Here’s yet another item to add to your list of “Phenomenons of Nature That Seem Too Extraordinary to Be Real.”
Pollia condensata, sometimes called marble berry, is a wild plant that grows in forests throughout Ethiopia, Ghana, and other areas in western Africa. It’s not edible, it can’t be made into a drinks, and its leaves are ordinary. It would be wholly unremarkable if it weren’t for one thing: its tiny fruits.
The fruits of P. condensata are a glimmering, iridescent blue color, often metallic or pixelated in appearance. Even more impressively, they retain the same vivid color for years—or decades. (One specimen from 1974 still has the same brilliance!) They have been used decoratively for a long time in local communities, but it’s only now that scientists are unraveling the mystery of how they produce their bright, long-lasting color.
In a study published in the Proceedings of the National Academy of Sciences, a team of researchers from the Kew Botanical Gardens, the University of Cambridge, and the Smithsonian Natural History Museum attempted to discover just where this berry’s vivid color comes from. They began by attempting to extract a color pigment from the berry, but to their surprise, they discovered that the berry has no pigment.
Instead, they determined that the fruit’s color comes from a phenomenon known as structural coloration, the same mechanism that supports the color of peacock tailfeathers (which are actually pigmented brown) and blue Morpho butterfly wings. While structural coloration is well-known in animals, it has barely ever been documented in plants. Smithsonian describes how it works:
“The vast majority of colors in the biological world are produced by pigments—compounds produced by a living organism that selectively absorb certain wavelengths of light, so that they appear to be the color of whichever wavelengths they reflect. For example, most plants are green because of the pigment chlorophyll, used in photosynthesis, which absorbs most wavelengths of visible light except green, reflecting that color into our eyes. As a consequence, plant colors created by pigmentation appear to be the exact same hue no matter which angle we view them from, and the color degrades when the plant dies.

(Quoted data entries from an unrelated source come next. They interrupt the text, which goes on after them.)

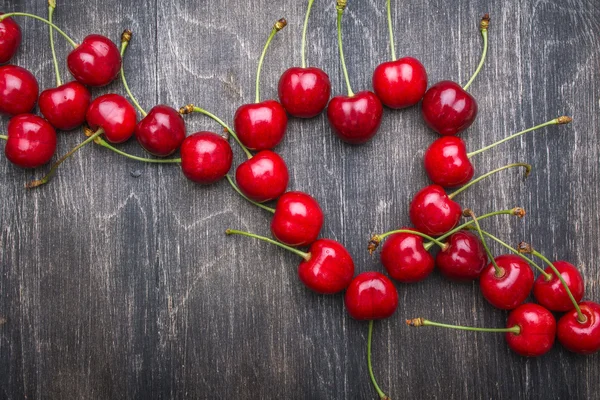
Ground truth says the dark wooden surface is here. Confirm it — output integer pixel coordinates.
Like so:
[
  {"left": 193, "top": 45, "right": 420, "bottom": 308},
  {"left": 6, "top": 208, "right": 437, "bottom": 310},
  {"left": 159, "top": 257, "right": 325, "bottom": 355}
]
[{"left": 0, "top": 0, "right": 600, "bottom": 399}]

P. condensata, however, produces its vibrant blue via tiny, nanoscale-size cellulose strands that are stacked inside its skin. These strands are arranged in layers of twisting, arced helix shapes, which interact with each other to scatter light and produce the fruit’s deep blue coloration.”
The researchers found that P. condensata‘s tissues are more intense in color than any other biological tissue that has yet been studied. They reflect 30 percent of the light that hits them, similar to a silver mirror. The stacked nanoscale fiber construction lends the berries an additional color quirk: the individual skin cells appear to change color, depending on what angle you’re looking at them from, as the light hits the surface in many different ways.
Click through to see two more photos of this awe-inspiring plant!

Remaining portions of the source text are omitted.